As shown in Figure S1a,c, CuS@PB/Pt had a Km value of 3.5 mM when H2O2 was used as the substrate, which was less than that previously observed for HRP (3.70 mM) [42]. Unlike HRP, which has a Km value of 0.434 mM, the CuS@PB/Pt nanocomposites have a Km value of 0.298 mM (Figure S1b,d) with TMB as the substrate. In addition, the feasibility of the proposed colorimetric strategy for the detection of DA was explored. As shown in Figure 3c, when DA was added in various quantities, the ox-TMB absorption peak at 652 nm decreased in intensity (10 μM, 100 mΜ). To further investigate the feasibility of the suggested colorimetric strategy, the oxidative reactions of other chromogenic reagents such as 2,2′-azino-bis(3-ethylbenzothiazoline-6-sulfonic acid) (ABTS) and o-phenylenediamine (OPD) were also performed (Figure S3a,b). The characteristic absorbance of the UV-vis spectra (Figure S2a,b) indicates that the colorimetric strategy for DA detection was successfully developed.

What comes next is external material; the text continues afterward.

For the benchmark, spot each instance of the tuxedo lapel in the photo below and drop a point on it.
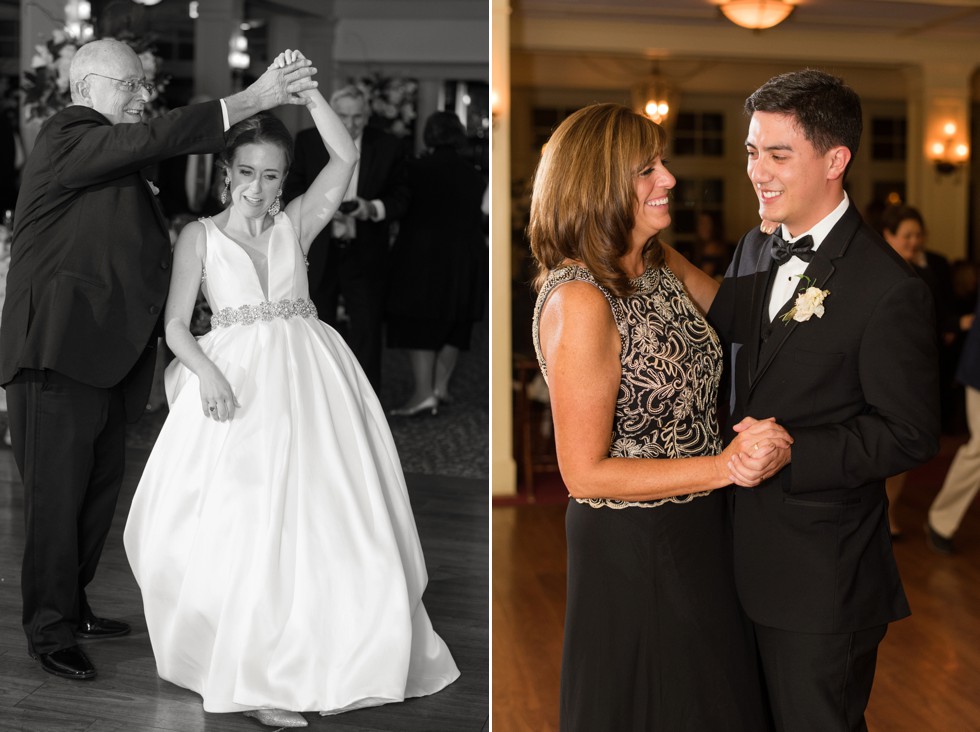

3.3. Optimization of Experimental Parameters

HRP and other peroxidase mimics are comparable to natural peroxidases, and the pH and temperature of the experiment can significantly impact the catalytic ability of the CuS@PB/Pt composites. To investigate how pH affects the catalytic oxidation of TMB by CuS@PB/Pt in the presence of H2O2, we conducted pH experiments using buffer solutions with different pH values. In Figure 4a, the changes in the peroxidase-like activity of the CuS@PB/Pt composites are shown at different pH levels (3.0–8.0). The findings show that the best catalytic activity was achieved at approximately pH 7. Therefore, a pH of 7 was selected for the ensuing test. Additionally, a broad temperature range (20–60 °C) was examined to find out how temperature affected the catalytic activity of CuS@PB/Pt. The catalytic activity of CuS@PB/Pt was found to be at its optimum level at 45 °C (see Figure 4b). These results are consistent with those of Figure 3d, which suggests that the relative activity of CuS@PB/Pt is maintained above 40% over the temperature range of 20 °C to 60 °C. The response time of the CuS@PB/Pt composite to ox-TMB was also investigated. When the CuS@PB/Pt composites interacted with TMB, the UV-vis spectra of ox-TMB tended to be maximal and constant after 16 min of reaction, as shown in Figure 4c.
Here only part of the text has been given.